Ellis was one of Florida's delegates at the 1900 Democratic National Convention.

== Political career ==

=== Early career ===
In February 1903, Ellis helped reorganize Florida's Office of the Expert Accountant into the Office of the Florida State Auditor. In return, Florida Governor William Sherman Jennings appointed him as to the position. Ellis served as the state's auditor until February 15, 1904, when he was appointed as the 18th Florida Attorney General by Jennings, finishing the term of James B. Whitfield, who had been appointed to the Supreme Court of Florida.
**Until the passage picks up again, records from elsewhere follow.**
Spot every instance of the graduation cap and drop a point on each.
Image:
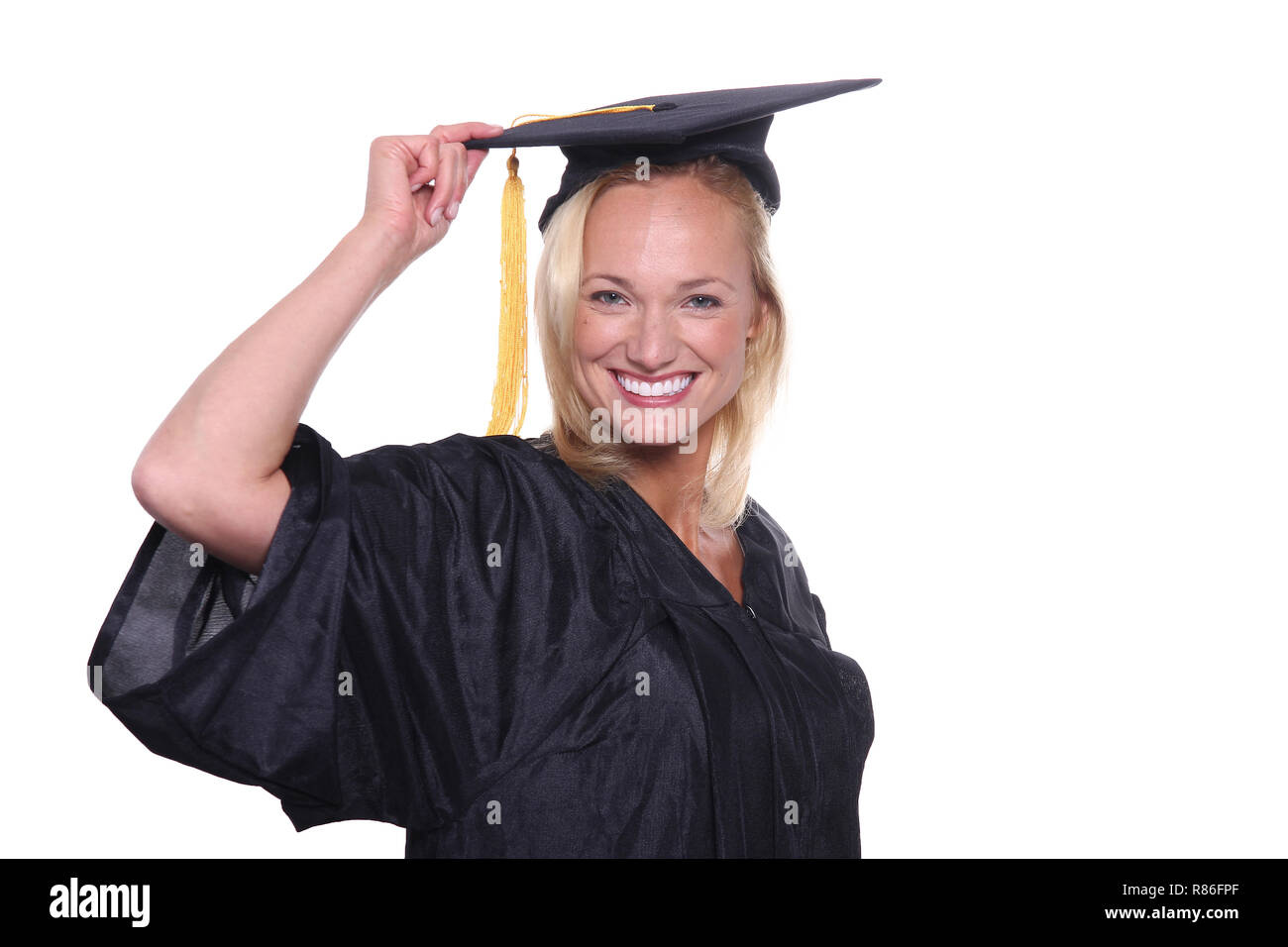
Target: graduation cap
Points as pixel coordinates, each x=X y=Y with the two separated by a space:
x=666 y=129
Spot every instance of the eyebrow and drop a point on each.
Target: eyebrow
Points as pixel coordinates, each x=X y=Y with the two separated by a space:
x=686 y=285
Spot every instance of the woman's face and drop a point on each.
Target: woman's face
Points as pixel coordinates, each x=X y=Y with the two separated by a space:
x=665 y=308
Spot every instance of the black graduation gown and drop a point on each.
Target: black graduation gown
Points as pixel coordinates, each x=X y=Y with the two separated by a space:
x=465 y=639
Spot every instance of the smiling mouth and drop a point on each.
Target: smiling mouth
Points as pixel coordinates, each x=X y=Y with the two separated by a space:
x=669 y=386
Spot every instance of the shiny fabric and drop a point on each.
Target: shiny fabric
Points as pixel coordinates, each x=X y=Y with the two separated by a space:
x=465 y=639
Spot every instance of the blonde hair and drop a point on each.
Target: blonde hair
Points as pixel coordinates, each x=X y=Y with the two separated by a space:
x=738 y=423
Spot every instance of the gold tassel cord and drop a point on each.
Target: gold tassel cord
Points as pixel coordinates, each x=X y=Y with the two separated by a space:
x=511 y=360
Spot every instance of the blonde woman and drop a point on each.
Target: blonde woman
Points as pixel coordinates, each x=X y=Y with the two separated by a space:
x=587 y=644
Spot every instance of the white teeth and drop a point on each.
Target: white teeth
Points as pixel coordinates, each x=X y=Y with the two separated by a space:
x=658 y=389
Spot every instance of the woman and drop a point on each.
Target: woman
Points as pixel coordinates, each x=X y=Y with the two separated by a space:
x=566 y=646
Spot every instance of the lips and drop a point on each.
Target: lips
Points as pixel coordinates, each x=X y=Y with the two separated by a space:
x=653 y=392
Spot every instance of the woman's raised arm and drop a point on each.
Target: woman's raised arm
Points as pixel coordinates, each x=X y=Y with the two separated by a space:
x=211 y=472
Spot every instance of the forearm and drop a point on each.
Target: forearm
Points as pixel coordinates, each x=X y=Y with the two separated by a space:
x=236 y=423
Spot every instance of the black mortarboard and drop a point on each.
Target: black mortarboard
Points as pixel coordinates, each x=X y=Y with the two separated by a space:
x=665 y=129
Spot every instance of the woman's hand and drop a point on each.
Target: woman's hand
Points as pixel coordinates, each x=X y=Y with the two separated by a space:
x=402 y=204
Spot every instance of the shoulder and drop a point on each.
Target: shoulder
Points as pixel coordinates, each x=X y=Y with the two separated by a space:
x=478 y=482
x=784 y=570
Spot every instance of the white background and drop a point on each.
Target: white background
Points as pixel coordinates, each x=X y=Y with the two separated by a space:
x=1033 y=447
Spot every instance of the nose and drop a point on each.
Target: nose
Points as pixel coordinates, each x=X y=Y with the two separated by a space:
x=652 y=343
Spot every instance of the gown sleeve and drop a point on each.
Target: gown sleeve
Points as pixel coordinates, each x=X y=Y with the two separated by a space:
x=375 y=668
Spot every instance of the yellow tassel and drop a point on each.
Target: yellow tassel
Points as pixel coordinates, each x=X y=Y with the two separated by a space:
x=511 y=360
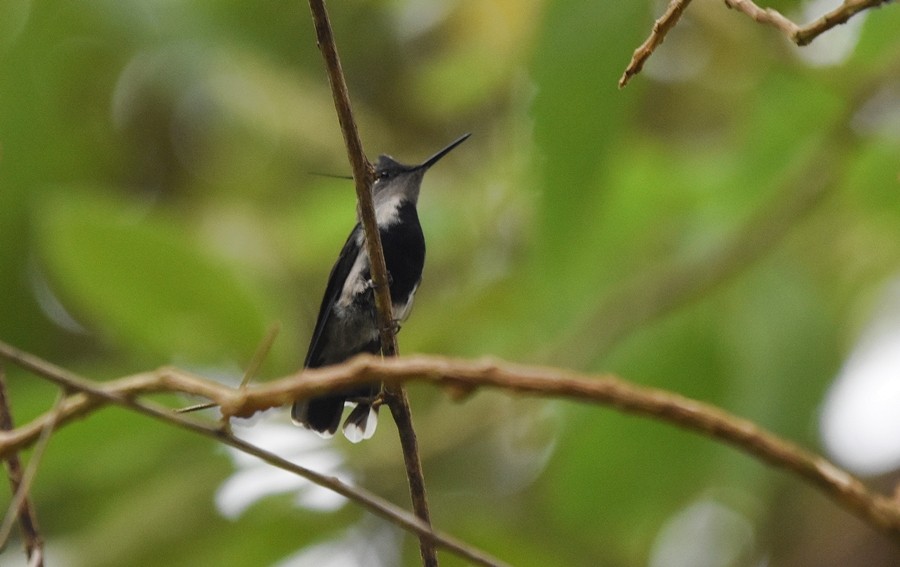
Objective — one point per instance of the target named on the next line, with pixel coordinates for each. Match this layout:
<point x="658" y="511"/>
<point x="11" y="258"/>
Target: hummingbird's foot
<point x="393" y="326"/>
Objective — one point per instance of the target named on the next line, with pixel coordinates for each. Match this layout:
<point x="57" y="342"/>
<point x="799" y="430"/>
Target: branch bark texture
<point x="461" y="377"/>
<point x="800" y="35"/>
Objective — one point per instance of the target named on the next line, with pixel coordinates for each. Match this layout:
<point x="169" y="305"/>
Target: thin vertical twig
<point x="21" y="505"/>
<point x="364" y="176"/>
<point x="660" y="28"/>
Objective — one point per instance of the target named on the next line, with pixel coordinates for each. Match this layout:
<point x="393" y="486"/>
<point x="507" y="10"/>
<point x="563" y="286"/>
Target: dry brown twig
<point x="88" y="396"/>
<point x="20" y="505"/>
<point x="800" y="35"/>
<point x="879" y="511"/>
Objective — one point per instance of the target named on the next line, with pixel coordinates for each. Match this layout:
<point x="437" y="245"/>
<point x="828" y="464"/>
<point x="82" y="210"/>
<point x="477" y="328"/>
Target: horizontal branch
<point x="461" y="377"/>
<point x="124" y="391"/>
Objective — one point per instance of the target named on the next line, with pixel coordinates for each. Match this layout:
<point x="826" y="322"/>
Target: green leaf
<point x="142" y="284"/>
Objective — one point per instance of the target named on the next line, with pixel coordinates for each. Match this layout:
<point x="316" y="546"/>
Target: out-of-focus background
<point x="727" y="227"/>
Ellis was elected to his first full term later in 1904. While serving as attorney general, Ellis, a Progressive, contributed in the reorganization of the Florida Bar, transforming the organization from a simple benefit society to an active group of lawyers, publishing a legal journal and drafting court procedures.

Ellis did not seek reelection in 1908, opting instead to return to private practice. From 1911 until 1915, he served as the general counsel of Florida's Internal Improvement Fund.

=== Supreme Court of Florida ===
On January 5, 1915, Governor Park Trammell appointed Ellis to the Supreme Court of Florida. Ellis served a long and distinguished career on the court, with his dissenting opinion for State v. Daniel (1924) foreshadowing what would become gender equality, writing:

Eligibility to office does not rest upon considerations of sex, nor does woman’s qualifications for public service rest upon any assumed spiritual endowments, or beauty of soul, nor peculiar faculty for discerning the distinctions, with clearer perception between right and wrong than her male compatriot.
While on the court, Ellis served as the President of the Florida Bar from 1919 until 1920. In 1926, the Florida Constitution was amended to allow the justices to elect their own chief justice. In January 1927, Ellis became the first chief justice elected in this way, "because he was the member with the most seniority who had not yet served in that capacity". He served as the court's Chief Justice twice, from 1927 until 1929 and from 1937 until he retired from the court due to illness on November 1, 1938.

In 1935, Ellis delivered a speech titled The Spirit of Americanism to the Civitan Club of Jacksonville, Florida. Since the speech occurred on Confederate Memorial Day, Ellis invoked references to Robert E. Lee to stoke the flames against what he saw was the overreach of the federal government during the Great Depression, breaking with the progressive views of President Franklin D. Roosevelt in favor of the ideals of states rights, which would eventually turn into the Dixiecrat Party.

== Death and legacy ==
Ellis died on April 14, 1948, in Jacksonville.

In January 2018, Ellis' granddaughter, Martha Ellis Holcomb, and her daughter Catherine Berry, donated many of his possessions to the Florida Supreme Court Historical Society, including his 100-page personal memoir.

== Personal life ==
In 1894, Ellis married Minnie Ramelle Nicholson. They were married until her death in childbirth for their second son, Melville Hull, in 1902. In 1906, Ellis married Serena Taylor, the daughter of Florida Supreme Court Justice R. Fenwick Taylor. They had two children, twin daughters Julia Taylor and Amelia Fenwick, and were married until Ellis' death.

Ellis was a member of the Freemasons and the Knights of Pythias, as well as Pi Gamma Mu and Phi Alpha Delta.